Digital Asana Project

VIDEO: Jumping into Eka Pada Koundinyasana II

Today I’m reposting an old video that demonstrates one of the most fun transitions in yoga: Jumping from Down-Dog into Eka Pada Koundinyasana II. As I continue to rebuild my yoga practice, I am eager to play around with this again. This challenging transition was always one of my favorites, as it can be pretty exhilarating to fly through the air and land safely in an arm balance.eka pada 2

On its own, Eka Pada Koundinyasana II is already a difficult pose. There are a lot of other ways to get into the pose that do not involve your feet leaving the ground, and I certainly recommend mastering those before ever attempting this transition.

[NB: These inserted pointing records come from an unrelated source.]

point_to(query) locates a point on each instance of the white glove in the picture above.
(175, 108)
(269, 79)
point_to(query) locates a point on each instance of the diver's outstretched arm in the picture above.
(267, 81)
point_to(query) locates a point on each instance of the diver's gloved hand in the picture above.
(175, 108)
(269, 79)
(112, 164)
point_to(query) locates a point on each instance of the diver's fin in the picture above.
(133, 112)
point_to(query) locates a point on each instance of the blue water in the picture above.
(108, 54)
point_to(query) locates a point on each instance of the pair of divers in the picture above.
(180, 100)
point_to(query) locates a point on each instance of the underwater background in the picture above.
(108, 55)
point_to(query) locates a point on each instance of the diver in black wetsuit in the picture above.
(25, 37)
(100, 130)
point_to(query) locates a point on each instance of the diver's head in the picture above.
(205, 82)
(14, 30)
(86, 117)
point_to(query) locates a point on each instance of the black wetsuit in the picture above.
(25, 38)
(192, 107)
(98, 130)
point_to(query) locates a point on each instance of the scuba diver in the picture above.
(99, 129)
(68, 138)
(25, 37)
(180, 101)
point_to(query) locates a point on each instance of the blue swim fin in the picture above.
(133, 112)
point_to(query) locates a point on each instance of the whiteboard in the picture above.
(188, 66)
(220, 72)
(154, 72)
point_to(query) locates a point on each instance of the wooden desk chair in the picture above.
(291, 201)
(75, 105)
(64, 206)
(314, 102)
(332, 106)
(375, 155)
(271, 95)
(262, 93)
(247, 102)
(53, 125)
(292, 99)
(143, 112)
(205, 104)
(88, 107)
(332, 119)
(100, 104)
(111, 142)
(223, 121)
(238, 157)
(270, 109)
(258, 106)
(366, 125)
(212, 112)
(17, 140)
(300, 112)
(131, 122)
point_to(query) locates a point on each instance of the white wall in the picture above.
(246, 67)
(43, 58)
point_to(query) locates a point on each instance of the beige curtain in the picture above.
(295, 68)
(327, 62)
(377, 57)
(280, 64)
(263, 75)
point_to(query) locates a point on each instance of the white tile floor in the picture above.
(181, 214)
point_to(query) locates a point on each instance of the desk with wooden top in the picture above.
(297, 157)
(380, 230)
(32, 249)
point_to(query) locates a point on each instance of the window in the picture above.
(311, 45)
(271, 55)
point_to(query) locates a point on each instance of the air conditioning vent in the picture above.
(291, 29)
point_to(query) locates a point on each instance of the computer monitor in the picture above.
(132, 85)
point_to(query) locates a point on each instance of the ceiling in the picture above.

Below is the original post, from way back in 2006, in its entirety:


In this video, I demonstrate jumping into Eka Pada Koundinyasana II from Down-Dog. This transition is similar to the other ones posted last week in that it requires a great deal of control when “landing” the pose. The control comes from both arm stength and so-called core strength.

In my demonstration, I start by doing a prep pose where I bring the right knee forward and rest it briefly on the back of the right upper arm. The purpose of this prep pose is to get the feel for moving the right leg high and onto the arm. It is also meant as practice for getting the proper positioning of the arms for Eka Pada Koundinyasana II, which is roughly the same position as Chaturanga arms. Lastly, the prep pose is supposed to mimic the controlled resistance that the arms, core, and shoulders will need to exert in order to slowly land the jump from Down-Dog to Eka Pada Koundinyasana II successfully and safely.

Disclaimer: I am not a certified yoga instructor, and the ideas and opinions expressed here are not intended to be formal instruction on yoga poses. If you plan to start up a yoga practice, or if you have one and plan to do any of the yoga poses described in this blog, please seek out an experienced, living, breathing yoga teacher to guide you with hands-on instruction.